Setting pull_policy = if-not-present
just tells your runner that it doesn’t need to do a fresh docker pull
for the python:${PYTHON_VERSION_CI}
if it hasn’t been updated (sha256:{hash}
hasn’t changed). pull_policy = if-not-present
does not control whether changes made or dependencies installed in the image used in your build stage jobs get carried over to subsequent jobs, it just controls whether your runner will docker pull
a new image tag.
The boring solution here would be to add
- pip install -r requirements.txt
to each job script
(or before_script
) so that the required python dependencies are installed and available in all jobs that need them.
A better solution would be to build an docker image where pip install -r requirements.txt
has been executed, save/push that image to your container registry, and use that image for all jobs in the pipeline.
A simplified example of how to do this would be:
-
Create a Dockerfile in root of your repository containing
FROM python:<tag>
COPY requirements.txt .
RUN pip install -r requirements.txt
-
Build and push this image to the GitLab Container Registry using GitLab CI
build-python-docker-image:
image: docker:20.10.16
stage: build
services:
- docker:20.10.16-dind
variables:
IMAGE_TAG: "$CI_REGISTRY_IMAGE:$PYTHON_VERSION_CI"
script:
- docker login -u $CI_REGISTRY_USER -p $CI_REGISTRY_PASSWORD $CI_REGISTRY
- docker build -t "$IMAGE_TAG" .
- docker push "$IMAGE_TAG"
-
Change all jobs to use the image created/saved/pushed by the build-python-docker-image
job (which has the requirements.txt
dependencies installed)
References:
3 Likes
Hey @gitlab-greg,
I’ve gone ahead and created an image per your suggestion, however the behavior between me testing the container and then the pipeline executing on the container doesn’t seem to match.

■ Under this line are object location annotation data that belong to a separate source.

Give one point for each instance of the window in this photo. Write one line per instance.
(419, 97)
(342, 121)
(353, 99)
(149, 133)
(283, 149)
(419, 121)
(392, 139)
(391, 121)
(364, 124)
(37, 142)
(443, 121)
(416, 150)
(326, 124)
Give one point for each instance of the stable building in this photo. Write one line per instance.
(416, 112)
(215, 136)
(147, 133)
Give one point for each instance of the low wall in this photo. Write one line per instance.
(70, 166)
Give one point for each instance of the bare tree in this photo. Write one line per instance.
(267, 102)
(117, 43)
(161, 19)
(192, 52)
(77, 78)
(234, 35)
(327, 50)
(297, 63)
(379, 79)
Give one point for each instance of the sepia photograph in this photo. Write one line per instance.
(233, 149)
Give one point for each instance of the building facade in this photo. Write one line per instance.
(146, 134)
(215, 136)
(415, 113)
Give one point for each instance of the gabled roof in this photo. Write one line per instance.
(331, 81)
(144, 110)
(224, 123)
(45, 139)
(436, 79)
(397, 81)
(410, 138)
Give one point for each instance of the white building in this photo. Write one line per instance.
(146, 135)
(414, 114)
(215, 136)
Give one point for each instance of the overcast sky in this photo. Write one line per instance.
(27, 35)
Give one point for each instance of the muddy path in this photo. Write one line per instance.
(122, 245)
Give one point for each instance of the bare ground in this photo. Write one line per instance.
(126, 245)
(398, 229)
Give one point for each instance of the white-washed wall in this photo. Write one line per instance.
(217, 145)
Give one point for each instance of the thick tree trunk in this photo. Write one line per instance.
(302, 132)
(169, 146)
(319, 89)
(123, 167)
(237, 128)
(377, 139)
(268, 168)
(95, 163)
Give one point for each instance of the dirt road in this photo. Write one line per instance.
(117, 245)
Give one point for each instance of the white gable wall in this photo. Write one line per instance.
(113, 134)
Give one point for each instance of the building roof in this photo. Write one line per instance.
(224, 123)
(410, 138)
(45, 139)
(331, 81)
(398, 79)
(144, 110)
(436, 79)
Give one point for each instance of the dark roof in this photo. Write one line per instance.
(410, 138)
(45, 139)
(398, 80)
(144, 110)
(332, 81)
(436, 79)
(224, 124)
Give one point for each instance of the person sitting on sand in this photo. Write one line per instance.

My Dockerfile is essentially:
FROM python:3.11
WORKDIR /app
COPY . ./
RUN pip install -r requirements.txt
ENTRYPOINT ["/bin/bash", "-l", "-c"]
This builds nicely and after it’s built I can run:
user@host:$ docker run -it --rm
root@1c961fe15998:/app# mypy
Success: no issues found in 101 source files
root@1c961fe15998:/app# exit
exit
user@host:$
Same case with running the container and then running pytest src/dir/tests
.
However, when the pipeline tries to run my same mypy
stage:
test_mypy:
stage: test
image: image-url
script:
- echo "Running mypy tests"
- mypy
- echo "mypy tests complete"
I get:
26 Using docker image sha256:...
27 /usr/bin/sh: /usr/bin/sh: cannot execute binary file
29 Uploading artifacts for failed job 00:01
30 Uploading artifacts...
I’m not sure why the pipeline is failing there; is the docker executor not starting the container that I built to run the script in each test stage?